May 25, 2009
from flickr by dfarber
There is no one, it seems, that the U.S. mainstream news media loves more than Colin Powell, a "moderate" Republican who gives a careerist journalist the chance to do some smart positioning in the "center." But the truth about this retired four-star general is that he is the ultimate careerist.
That was apparent again during Powell's May 24 interview on CBS' "Face the Nation" as Powell juxtaposed himself as the reasonable Republican in contrast to former Vice President Dick Cheney, who vowed last week that there was "no middle ground" in the "war on terror."
The press coverage of Powell's CBS appearance focused on his reaffirmation of his membership in the Republican Party--after Cheney and talk show host Rush Limbaugh suggested that he should or had already left the party--and on Powell's reasonable talk about the GOP's need to be "more inclusive."
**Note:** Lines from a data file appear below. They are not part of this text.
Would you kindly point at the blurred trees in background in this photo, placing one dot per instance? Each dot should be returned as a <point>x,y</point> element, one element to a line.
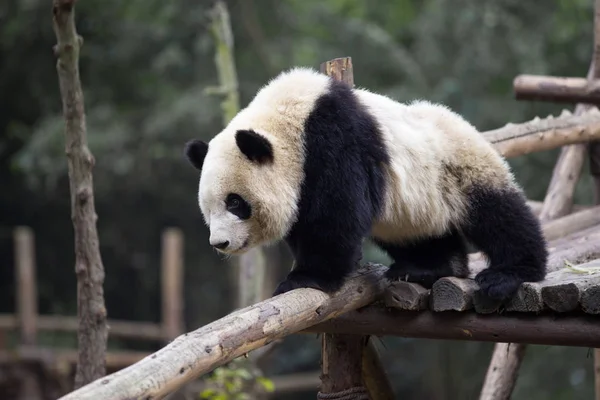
<point>145,65</point>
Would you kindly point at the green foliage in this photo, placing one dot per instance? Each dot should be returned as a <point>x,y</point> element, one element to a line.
<point>145,68</point>
<point>235,381</point>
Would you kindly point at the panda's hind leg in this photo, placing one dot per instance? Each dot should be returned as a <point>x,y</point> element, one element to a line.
<point>502,226</point>
<point>427,260</point>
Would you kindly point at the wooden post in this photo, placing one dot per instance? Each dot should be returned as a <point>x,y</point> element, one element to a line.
<point>343,367</point>
<point>172,283</point>
<point>26,284</point>
<point>341,362</point>
<point>374,375</point>
<point>93,330</point>
<point>594,156</point>
<point>503,369</point>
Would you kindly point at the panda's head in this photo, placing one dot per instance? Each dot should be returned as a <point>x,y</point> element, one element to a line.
<point>243,194</point>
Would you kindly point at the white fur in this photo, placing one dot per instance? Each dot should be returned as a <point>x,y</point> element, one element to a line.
<point>423,140</point>
<point>277,112</point>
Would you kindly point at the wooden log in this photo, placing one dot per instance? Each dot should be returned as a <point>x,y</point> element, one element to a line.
<point>577,221</point>
<point>351,383</point>
<point>93,332</point>
<point>495,385</point>
<point>341,366</point>
<point>457,294</point>
<point>578,247</point>
<point>501,375</point>
<point>282,384</point>
<point>58,323</point>
<point>26,284</point>
<point>556,89</point>
<point>195,353</point>
<point>374,375</point>
<point>452,293</point>
<point>406,296</point>
<point>53,356</point>
<point>172,283</point>
<point>581,249</point>
<point>590,300</point>
<point>562,290</point>
<point>565,176</point>
<point>579,330</point>
<point>549,133</point>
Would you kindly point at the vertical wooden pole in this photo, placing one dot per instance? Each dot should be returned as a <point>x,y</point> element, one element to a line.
<point>26,284</point>
<point>341,362</point>
<point>377,382</point>
<point>341,365</point>
<point>594,154</point>
<point>349,365</point>
<point>506,360</point>
<point>172,283</point>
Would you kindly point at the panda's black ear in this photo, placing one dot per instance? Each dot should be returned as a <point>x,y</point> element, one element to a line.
<point>195,152</point>
<point>254,146</point>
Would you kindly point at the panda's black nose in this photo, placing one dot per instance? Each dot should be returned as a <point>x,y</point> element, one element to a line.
<point>222,245</point>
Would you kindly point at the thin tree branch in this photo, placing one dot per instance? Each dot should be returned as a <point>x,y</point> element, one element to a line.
<point>92,330</point>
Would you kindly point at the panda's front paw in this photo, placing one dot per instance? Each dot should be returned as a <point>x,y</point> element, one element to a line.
<point>409,273</point>
<point>299,281</point>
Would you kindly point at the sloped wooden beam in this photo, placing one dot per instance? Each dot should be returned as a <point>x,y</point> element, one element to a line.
<point>195,353</point>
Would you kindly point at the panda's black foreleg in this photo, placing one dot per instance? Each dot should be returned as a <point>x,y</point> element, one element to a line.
<point>321,262</point>
<point>501,225</point>
<point>427,260</point>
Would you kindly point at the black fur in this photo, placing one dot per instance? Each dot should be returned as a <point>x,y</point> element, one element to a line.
<point>254,146</point>
<point>195,152</point>
<point>427,260</point>
<point>238,206</point>
<point>341,194</point>
<point>502,226</point>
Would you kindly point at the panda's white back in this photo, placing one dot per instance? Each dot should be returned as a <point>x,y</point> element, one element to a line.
<point>425,141</point>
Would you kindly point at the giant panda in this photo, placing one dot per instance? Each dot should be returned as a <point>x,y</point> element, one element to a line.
<point>322,165</point>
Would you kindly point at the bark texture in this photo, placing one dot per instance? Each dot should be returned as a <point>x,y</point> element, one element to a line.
<point>92,331</point>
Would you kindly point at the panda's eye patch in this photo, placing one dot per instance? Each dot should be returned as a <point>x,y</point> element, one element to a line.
<point>239,207</point>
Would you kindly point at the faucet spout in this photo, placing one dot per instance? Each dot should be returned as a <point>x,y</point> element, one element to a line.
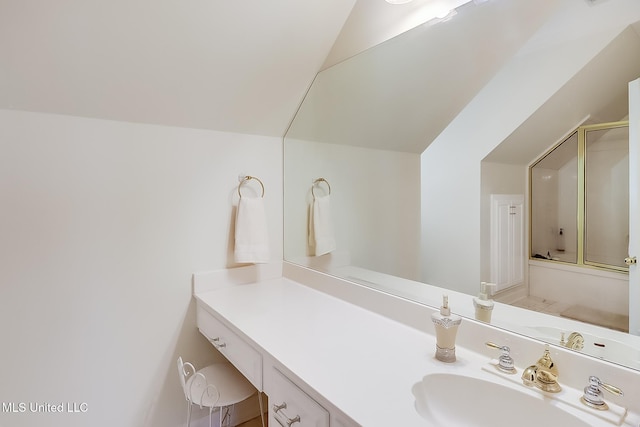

Given far less attention was Powell's disingenuous response to Bob Schieffer's question about the ex-Secretary of State's knowledge regarding "enhanced interrogation techniques," which the International Committee of the Red Cross and virtually all other objective observers say constituted torture.
Powell, who was a member of President George W. Bush's Principals Committee which oversaw the interrogation policies, claimed to have been kept mostly out of the loop. He asserted that he was "not privy" to the legal memos authorizing the abusive treatment.
"I think it was unfortunate but we had a system that kept that in a very compartmented manner," Powell said. "And so I was apart that these enhanced interrogation techniques were being considered. And they were judged not to be torture at the time."
Powell also repeated the all-purpose Cheney-Bush excuse for all manner of sins: "9/11."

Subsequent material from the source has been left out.